I’m flattered that you would think of me as some sort of “hero” (my ego doesn’t need any more help, thanks :D), but I’m having a little trouble coming up with something that might assist you. Partly, it’s that, in my work and art, I have some… connections, people you may recognize, so I know firsthand how jealously they try to guard their privacy from the daily onslaught of public attention. I’m a bit torn, therefore, about using what I know to help someone pierce that veil.
Further, and I think this was mentioned in at least one of the previous threads on this subject, many celebrities are leery about producing memorabilia like this for fear it’ll end up on eBay or that their well-intentioned efforts will be otherwise exploited and/or mocked. So whatever you’re asking for, it should be specific to your husband, but not so specific it’ll require Marino to sit down for half an hour to work on something for somebody he’s never met.
I do have an idea, though, that might work as a compromise. Since it’s unlikely that Marino would be willing to take the time to produce something like that, you have to make it as easy as possible for him. To wit: Why not buy a birthday card and send it with a request for a quick inscription? That’s certainly more personal than an autographed photo, and doesn’t really take a heck of a lot more time. And if your husband doesn’t know what you have planned, this would be a huge surprise almost as good as a letter.
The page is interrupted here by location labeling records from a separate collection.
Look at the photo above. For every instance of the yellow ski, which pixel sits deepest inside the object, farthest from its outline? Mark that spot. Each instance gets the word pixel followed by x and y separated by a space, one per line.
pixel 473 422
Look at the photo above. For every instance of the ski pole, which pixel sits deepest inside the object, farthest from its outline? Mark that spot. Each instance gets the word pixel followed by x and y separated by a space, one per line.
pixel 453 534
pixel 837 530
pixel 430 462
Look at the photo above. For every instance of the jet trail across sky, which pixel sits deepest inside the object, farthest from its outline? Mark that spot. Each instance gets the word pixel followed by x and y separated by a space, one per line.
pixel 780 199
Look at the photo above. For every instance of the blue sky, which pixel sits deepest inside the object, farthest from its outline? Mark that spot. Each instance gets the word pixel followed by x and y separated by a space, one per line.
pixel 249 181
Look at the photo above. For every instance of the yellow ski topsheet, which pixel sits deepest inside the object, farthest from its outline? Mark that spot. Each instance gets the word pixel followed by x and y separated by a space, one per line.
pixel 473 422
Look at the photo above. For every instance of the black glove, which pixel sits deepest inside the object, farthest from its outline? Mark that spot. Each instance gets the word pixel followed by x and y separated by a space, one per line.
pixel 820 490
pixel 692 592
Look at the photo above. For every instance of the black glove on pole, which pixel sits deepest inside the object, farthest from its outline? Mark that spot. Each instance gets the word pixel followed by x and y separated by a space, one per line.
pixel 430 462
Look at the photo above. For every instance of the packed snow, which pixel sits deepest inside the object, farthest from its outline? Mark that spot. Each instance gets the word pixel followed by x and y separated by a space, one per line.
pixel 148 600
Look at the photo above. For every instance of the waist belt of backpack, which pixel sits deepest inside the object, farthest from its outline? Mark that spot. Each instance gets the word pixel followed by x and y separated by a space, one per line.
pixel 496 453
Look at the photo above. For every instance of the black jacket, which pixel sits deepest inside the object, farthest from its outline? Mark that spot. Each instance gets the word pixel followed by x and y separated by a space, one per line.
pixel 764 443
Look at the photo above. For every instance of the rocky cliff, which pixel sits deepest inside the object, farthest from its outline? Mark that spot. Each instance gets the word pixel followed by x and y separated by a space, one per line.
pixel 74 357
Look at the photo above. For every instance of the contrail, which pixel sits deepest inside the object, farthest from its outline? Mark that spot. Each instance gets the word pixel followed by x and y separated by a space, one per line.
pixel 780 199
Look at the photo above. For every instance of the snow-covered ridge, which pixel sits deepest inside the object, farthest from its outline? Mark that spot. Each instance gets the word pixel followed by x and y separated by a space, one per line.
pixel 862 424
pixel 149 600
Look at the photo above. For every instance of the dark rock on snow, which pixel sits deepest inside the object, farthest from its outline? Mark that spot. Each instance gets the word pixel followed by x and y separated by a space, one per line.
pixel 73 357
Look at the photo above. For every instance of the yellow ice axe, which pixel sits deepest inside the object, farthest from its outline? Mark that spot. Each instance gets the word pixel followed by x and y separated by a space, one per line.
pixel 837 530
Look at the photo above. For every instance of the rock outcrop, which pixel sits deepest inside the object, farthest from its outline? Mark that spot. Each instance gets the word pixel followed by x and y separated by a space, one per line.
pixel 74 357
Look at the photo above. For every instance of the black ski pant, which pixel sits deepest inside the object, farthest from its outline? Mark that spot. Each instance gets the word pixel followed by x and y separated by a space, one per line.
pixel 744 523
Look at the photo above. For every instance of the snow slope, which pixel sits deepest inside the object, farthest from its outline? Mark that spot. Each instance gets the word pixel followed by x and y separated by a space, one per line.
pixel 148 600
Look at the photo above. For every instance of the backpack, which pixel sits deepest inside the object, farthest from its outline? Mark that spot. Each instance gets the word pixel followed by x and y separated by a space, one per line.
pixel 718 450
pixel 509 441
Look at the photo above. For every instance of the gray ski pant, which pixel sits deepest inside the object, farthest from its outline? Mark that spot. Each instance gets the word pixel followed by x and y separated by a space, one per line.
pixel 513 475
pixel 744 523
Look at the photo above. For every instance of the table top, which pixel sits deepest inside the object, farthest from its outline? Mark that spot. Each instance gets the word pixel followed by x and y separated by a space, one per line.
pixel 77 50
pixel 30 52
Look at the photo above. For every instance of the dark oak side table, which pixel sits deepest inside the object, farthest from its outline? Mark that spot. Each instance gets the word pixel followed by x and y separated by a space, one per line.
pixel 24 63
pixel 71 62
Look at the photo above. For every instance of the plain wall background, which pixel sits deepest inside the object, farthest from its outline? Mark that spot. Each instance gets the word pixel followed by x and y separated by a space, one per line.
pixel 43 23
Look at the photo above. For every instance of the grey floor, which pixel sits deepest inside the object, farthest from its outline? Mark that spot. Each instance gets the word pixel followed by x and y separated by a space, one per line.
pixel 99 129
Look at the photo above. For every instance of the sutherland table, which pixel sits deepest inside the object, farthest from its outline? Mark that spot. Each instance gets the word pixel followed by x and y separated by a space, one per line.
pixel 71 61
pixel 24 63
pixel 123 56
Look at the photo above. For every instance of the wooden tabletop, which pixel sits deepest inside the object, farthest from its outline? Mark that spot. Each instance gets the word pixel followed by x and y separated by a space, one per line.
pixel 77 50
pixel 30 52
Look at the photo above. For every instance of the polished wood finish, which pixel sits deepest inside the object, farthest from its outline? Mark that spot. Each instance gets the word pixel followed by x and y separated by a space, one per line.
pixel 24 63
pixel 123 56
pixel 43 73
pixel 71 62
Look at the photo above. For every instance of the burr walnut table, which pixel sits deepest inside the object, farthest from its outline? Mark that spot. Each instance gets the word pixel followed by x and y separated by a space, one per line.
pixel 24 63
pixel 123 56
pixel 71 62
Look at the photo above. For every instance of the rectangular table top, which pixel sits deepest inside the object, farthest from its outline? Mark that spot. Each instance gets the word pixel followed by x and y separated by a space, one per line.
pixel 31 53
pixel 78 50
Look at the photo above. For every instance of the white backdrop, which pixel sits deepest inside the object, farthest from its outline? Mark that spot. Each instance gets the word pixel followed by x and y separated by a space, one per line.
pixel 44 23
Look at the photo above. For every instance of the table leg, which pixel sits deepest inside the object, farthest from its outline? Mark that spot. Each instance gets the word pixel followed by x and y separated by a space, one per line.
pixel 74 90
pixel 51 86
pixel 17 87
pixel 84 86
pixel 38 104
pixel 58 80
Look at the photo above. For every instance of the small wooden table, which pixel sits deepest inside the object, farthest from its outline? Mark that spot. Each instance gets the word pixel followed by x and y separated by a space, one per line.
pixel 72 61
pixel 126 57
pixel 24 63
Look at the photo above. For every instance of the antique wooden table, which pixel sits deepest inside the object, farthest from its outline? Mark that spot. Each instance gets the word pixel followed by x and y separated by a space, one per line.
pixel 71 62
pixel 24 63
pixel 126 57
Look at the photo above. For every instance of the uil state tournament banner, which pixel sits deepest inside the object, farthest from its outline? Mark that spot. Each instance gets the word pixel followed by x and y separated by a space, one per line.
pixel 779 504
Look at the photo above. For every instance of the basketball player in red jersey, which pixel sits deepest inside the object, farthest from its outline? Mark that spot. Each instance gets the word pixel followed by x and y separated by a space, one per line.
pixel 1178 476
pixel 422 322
Assuming the agent (or one of his assistants) saw the previous two letters, you could even present this final request as a compromise: “I’m growing resigned to the probability that my previous desire won’t be met, but I refuse to give up because of how much I know this’ll mean to my husband, so, given the likelihood that the letter thing is a non-starter, here’s something that won’t be nearly as much effort but that’ll be almost as good.” That might get a better response from his handlers.
Of course, if you really want to make the agent’s day, you could even write the letter that’s supposed to be from Marino yourself and send it along with a request for signature. In this scenario, the letter you write would go something like this: “Hi, this is Dan Marino. Your crazy wife has been writing and calling us every week for a year, trying to get me to write a letter to you, and we’re a little worried she’s going to handcuff herself to our office door, so we gave in and wrote this to you. Sincerely…” 
Obviously, it would have to be better than that (you don’t want them thinking you’d really chain yourself to something, because you’d risk a restraining order or something), but it could very well separate your request from the dozens of others that arrive daily.
Alternatively, to get their attention, you could hand-stencil your request on the side of a water buffalo, but that would be awfully expensive to ship. Too bad you can’t record a holographic request and send it in a droid: “Help me, Obi-Wan Marino. You’re my only hope.”
Seriously, I think sending a birthday card is probably your best bet here. Good luck.